[DEBATE] : An Afghan 'October surprise'? - New technology used in Iraq and Afghanistan to hunt

Riaz K Tayob riaz.tayob at gmail.com
Sun Sep 14 12:28:48 BST 2008


An Afghan 'October surprise'?


New technology used in Iraq and Afghanistan to hunt down and kill 
terrorists may inject itself into the presidential race. Tim Rutten

September 13, 2008

Friday, The Times' Greg Miller and Julian E. Barnes reported that the 
United States has escalated its war against Al Qaeda and its Taliban 
allies by "deploying Predator aircraft equipped with sophisticated new 
surveillance systems that were instrumental in crippling the insurgency 
in Iraq."

It's a story whose significance may extend well beyond the benighted 
hills and valleys of Pakistan's violent Pashtun hinterlands and onto the 
hustings of our current presidential campaign. Coupled with Thursday's 
report in the New York Times that President Bush has signed a secret 
order permitting Afghanistan-based U.S. special operations forces to 
cross into Pakistan without Islamabad's permission, the odds of an 
"October surprise" that could influence the general election have risen 
appreciably.

U.S. officials also told The Times that the new surveillance systems 
allow the operators of the unmanned Predators to locate and identify 
individual human targets "even when they are inside buildings. ... The 
technology gives remote pilots a means beyond images from the Predator's 
lens of confirming a target's identity and precise location."

The Times' story confirms the most sensational revelation contained in 
Bob Woodward's new book, "The War Within: A Secret White House History 
2006-2007," which was published this week. Woodward revealed the 
technology's existence but, heeding requests from intelligence 
officials, declined to describe its operations except to say that it had 
allowed U.S. forces to locate and kill decisive numbers of senior Al 
Qaeda operatives and Iraqi insurgents. In what may be the book's most 
controversial claim, Woodward argues that the secret technology and the 
so-called Anbar Awakening -- in which counterinsurgency techniques 
developed by the Marines won over tribal leaders in that crucial 
Sunni-dominated province -- had as much or more to do with stabilizing 
Iraq as the "surge" in U.S. troop numbers.

Beyond the purely military considerations, there are potentially 
significant political implications. First and most obvious is the 
question of the surge's efficacy. The answer matters, particularly to 
John McCain, who has been one of the surge's most resolute supporters. 
If it turns out that it was only one -- and, perhaps, the least 
consequential -- in a confluence of successful American initiatives, 
then McCain could go from steadfast to stubborn in voters' minds.

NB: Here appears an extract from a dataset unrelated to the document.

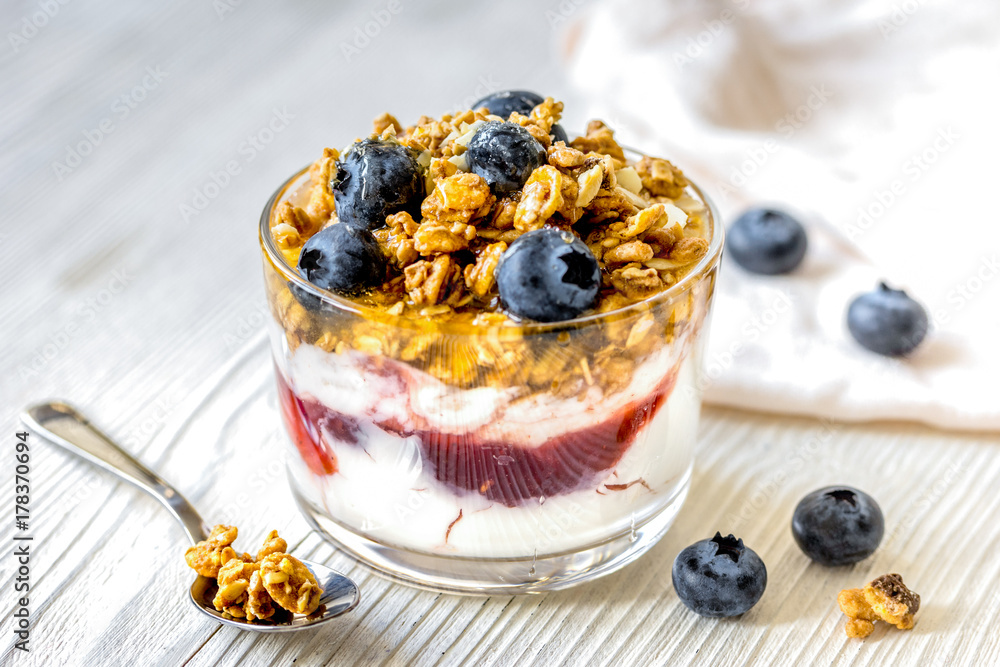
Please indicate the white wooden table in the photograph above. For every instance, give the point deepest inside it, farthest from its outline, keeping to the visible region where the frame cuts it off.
(116, 116)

The real wild card pops up if this new surveillance technology allows 
U.S. forces to find and kill Osama bin Laden. Bush wouldn't be human if 
he didn't desperately want to see the Al Qaeda warlord dealt with before 
inauguration day 2009. Moreover, as Woodward writes, the president 
frequently relishes the death of individual extremists and insurgents in 
a way that even our professional soldiers find striking. Then-American 
commander in Iraq Gen. George W. Casey Jr. "told a colleague in private 
that he had the impression that Bush reflected the 'radical wing of the 
Republican Party that kept saying, "Kill the bastards! Kill the 
bastards! And you'll succeed." ' Since the beginning, the president had 
viewed the war in conventional terms, repeatedly asking how many of the 
various enemies had been captured or killed."

If U.S. special operations forces capture or kill Bin Laden, or if a CIA 
technician pushes a button and puts a Hellfire missile between his eyes, 
Bush will have made good on the vows he made seven years ago to bring 
the Al Qaeda leader to some sort of justice. In the eyes of many who 
supported him over the years, that would allow the president to leave 
office with at least part of his historical reputation intact.

There also are many Republican activists who must hope that an October 
surprise involving Bin Laden would give McCain -- unswerving supporter 
of the war and advocate of a muscular, hard-line foreign policy -- a 
boost by association. At the very least, anything that makes his 
connection to his party's now dismally unpopular president less of a 
stigma helps the GOP candidate.

Still, it's also possible that this particular October surprise might 
also help Barack Obama, at least at the margins, which is where this 
election increasingly looks to be decided. The Democratic nominee, after 
all, opposed going to war in Iraq, in part because it was a distraction 
from the conflict with the Afghan Taliban and Al Qaeda, which had, after 
all, committed the 9/11 atrocities. If a military technology heretofore 
monopolized by operations in Iraq finally brings Bin Laden to answer for 
his crimes, Obama and his supporters can argue that the war in Iraq 
delayed the day of reckoning in Afghanistan.

That's the thing about surprises, no matter what the month: The 
consequences frequently are as unlooked-for as the event.